La Halle Saint-Pierre : un univers artistique, marginal et alternatif

par Adriana de Viliers

 

« Le vrai art, il est toujours là où on ne l’attend pas. Là où personne ne pense à lui ni ne prononce son nom. »

-Jean Dubuffet, L’art brut préféré aux arts culturels, 1949

En se promenant dans le quartier historiquement artistique de la butte Montmartre, le flâneur, le perdu, le touriste ou le parisien, a peut être des chances de se retrouver face à un ancien marché, une halle de style Baltard (de l’architecte Victor Baltard, sous le Second Empire). Surprenante vision au coin d’une rue parisienne comme les autres. Le curieux qui franchit la porte de la halle sera encore plus surpris. Pas à pas il découvre un autre monde. De surpris, il passe à choqué. Il se retourne. Enchanté. Un pas de plus. Riant aux éclats. Des émotions fortes qui changent d’un coup d’œil à l’autre : il est entré dans l’antre de l’art « outsider » et n’en sortira pas indemne.

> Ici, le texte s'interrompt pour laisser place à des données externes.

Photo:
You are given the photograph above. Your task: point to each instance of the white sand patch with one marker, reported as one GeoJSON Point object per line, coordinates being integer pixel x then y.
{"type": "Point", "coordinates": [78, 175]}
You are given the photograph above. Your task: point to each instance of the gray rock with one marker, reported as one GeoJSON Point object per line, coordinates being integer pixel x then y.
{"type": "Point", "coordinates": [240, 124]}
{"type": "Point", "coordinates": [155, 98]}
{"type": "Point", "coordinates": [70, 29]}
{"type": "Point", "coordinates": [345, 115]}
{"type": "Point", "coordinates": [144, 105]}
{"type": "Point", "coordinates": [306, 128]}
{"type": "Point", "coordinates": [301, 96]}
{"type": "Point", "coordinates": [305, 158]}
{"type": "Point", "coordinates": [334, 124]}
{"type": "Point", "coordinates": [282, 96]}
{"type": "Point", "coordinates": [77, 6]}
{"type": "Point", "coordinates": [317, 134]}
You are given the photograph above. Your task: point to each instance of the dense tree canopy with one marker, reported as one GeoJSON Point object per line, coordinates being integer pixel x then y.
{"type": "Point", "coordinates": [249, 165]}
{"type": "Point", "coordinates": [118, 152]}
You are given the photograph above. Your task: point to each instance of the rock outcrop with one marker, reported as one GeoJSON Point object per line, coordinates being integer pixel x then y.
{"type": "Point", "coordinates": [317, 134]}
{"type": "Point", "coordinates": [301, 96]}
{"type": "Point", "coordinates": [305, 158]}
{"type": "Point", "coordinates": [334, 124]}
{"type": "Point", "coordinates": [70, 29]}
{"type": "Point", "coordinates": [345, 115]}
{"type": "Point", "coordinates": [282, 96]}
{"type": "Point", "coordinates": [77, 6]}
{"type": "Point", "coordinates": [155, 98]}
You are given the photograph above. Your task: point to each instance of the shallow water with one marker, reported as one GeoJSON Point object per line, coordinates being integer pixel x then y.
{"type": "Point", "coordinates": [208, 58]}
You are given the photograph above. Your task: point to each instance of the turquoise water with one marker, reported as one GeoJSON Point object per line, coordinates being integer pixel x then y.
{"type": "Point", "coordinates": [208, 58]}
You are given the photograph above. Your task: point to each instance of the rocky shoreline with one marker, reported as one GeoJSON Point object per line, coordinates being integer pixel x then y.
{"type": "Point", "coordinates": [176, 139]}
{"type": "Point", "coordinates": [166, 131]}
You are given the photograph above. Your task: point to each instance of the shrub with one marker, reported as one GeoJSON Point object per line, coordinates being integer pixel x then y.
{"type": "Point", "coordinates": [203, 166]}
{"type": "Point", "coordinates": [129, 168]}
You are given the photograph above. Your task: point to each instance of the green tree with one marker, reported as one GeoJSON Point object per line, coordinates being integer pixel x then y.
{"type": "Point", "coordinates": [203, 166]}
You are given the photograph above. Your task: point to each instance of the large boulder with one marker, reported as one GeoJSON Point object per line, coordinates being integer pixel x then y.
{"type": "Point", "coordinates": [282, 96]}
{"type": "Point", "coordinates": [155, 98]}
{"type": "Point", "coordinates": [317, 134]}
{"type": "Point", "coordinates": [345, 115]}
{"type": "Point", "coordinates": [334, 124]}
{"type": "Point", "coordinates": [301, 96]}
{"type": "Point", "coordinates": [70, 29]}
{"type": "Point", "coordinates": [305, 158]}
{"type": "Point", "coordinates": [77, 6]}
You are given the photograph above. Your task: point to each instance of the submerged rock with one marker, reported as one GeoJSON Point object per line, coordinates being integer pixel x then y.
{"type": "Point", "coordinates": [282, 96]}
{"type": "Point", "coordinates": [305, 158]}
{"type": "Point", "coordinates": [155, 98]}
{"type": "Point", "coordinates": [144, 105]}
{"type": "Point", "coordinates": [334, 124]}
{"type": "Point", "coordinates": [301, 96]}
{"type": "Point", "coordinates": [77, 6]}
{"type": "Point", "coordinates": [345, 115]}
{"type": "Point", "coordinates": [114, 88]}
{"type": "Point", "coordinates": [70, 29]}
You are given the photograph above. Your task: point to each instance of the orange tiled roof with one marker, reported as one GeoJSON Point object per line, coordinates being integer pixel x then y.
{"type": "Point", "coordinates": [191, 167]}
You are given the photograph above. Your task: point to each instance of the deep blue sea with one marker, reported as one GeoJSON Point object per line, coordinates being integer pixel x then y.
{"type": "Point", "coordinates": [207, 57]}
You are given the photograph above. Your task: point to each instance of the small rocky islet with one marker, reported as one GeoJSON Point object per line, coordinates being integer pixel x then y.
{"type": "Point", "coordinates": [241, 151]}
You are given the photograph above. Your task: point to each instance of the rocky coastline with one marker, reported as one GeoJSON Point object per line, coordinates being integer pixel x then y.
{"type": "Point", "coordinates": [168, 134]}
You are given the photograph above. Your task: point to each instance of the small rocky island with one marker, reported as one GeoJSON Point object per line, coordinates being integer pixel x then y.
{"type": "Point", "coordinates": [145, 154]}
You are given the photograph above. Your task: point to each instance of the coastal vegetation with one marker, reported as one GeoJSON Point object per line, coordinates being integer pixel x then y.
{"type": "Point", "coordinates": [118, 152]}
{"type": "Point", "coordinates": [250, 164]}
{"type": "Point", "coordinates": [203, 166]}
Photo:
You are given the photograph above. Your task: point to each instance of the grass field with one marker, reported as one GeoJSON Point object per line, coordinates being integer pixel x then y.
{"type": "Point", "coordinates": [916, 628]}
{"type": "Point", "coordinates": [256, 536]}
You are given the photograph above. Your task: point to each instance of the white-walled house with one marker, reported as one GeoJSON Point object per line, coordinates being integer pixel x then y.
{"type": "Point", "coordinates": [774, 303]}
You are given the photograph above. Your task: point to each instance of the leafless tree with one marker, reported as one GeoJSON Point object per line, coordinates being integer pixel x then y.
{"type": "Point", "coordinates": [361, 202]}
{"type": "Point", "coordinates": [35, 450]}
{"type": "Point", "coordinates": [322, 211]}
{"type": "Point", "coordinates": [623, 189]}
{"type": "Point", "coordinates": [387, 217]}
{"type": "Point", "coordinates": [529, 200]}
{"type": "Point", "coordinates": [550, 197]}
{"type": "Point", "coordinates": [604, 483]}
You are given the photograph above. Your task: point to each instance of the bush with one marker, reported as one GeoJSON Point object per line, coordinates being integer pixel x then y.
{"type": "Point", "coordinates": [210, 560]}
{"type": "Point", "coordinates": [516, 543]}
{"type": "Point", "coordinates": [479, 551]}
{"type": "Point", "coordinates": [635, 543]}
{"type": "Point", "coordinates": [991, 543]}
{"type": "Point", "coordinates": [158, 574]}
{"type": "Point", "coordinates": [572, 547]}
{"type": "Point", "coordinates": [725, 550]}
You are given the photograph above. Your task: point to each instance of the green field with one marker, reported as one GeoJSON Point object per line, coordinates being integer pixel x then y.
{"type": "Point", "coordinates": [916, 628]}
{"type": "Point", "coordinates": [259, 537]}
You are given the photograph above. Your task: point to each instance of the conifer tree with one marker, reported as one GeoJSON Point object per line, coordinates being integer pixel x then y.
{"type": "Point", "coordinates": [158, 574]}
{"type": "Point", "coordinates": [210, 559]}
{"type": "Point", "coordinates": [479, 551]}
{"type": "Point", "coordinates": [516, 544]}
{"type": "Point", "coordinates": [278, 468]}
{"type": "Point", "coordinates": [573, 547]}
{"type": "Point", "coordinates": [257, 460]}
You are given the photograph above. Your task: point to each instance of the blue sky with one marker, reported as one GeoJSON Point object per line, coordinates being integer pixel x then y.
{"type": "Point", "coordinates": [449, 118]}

C’est que la Halle Saint Pierre est un musée, mais pas un musée comme on les connaît : elle ne se contente pas d’exposer des œuvres d’artistes connus appartenant au passé, non, elle met sous les yeux du visiteur un monde de création vivant et visionnaire.

Au cœur du projet de ce lieu culturel et historique : l’art brut.

 

L’art brut (ou l’art outsider pour les anglo-saxons) a été théorisé par Dubuffet qui décrit cette forme d’art comme individuelle, sauvage, radicalement différente de tout modèle connu, qui suit uniquement ce que Kandinsky appelle le « principe de nécessité intérieure » (Du spirituel dans l’art).

« Nous y assistons à l’opération artistique toute pure, brute, réinventée dans l’entier de toutes ses phases par son auteur, à partir seulement de ses propres impulsions. » (Dubuffet).

Bien que l’art ne puisse pas être purement brut et vierge de tout conditionnement culturel, l’art brut veut échapper à toute démarche esthétisante et savante. C’est la qualité intrinsèque de la production qui en fait une œuvre d’art, qui naît de la tension entre la pulsion dionysiaque et la nécessité apollinienne, de mise en forme, de la création. Cette vision de l’art est inspirée de La naissance de la tragédie de Nietzsche, mais également de Freud pour qui il y a une frontière mouvante entre les impulsions primitives de l’homme et leur domestication par la culture.

 

Ces œuvres d’art brut inattendues sont comme une claque pour le visiteur : elles traitent de pulsions, de mort, de folie, des aspects primitifs et originels de l’homme, de la dimension mystique de l’univers et prennent des formes étonnantes, parfois choquantes et repoussantes, mais toujours troublantes.

 

Alex_Grey-Kissing

Kissing, Alex Grey, 1983

 

Cette forme d’art n’ayant pas de contours fixes et se renouvelant perpétuellement, la Halle Saint Pierre présente des expositions temporaires. La première, « Art brut et Compagnie, la face cachée de l’art contemporain », en 1995, eut un retentissement formidable dans un milieu artistique et culturel peu habitué à ces formes d’art « outsider ».

 

En ce moment, c’est l’exposition « HEY! modern art & pop culture / ACT III », jusqu’au 13 mars 2016, qui présente 62 artistes « outsider » et de rue internationaux. Le visiteur y trouvera par exemple des œuvres de Gabriel Grun, Ed Hardy, Joël Negri ou encore Alain Bourbonnais. Tous les artistes ont leur propre univers, et tous sont complexes et particuliers. Ce qui fait d’eux des artistes « outsider » est la résistance par l’imaginaire aux normes, à la catégorisation des formes, aux impératifs et à l’esthétisation de l’art. C’est un art underground, marginal et alternatif que la Halle Saint Pierre fait découvrir à travers ces expositions.

 

« Ils [les artistes « outsider »] portent en eux cette chose primaire, rare, et à chaque fois plus nécessaire: la capacité de s’étonner.»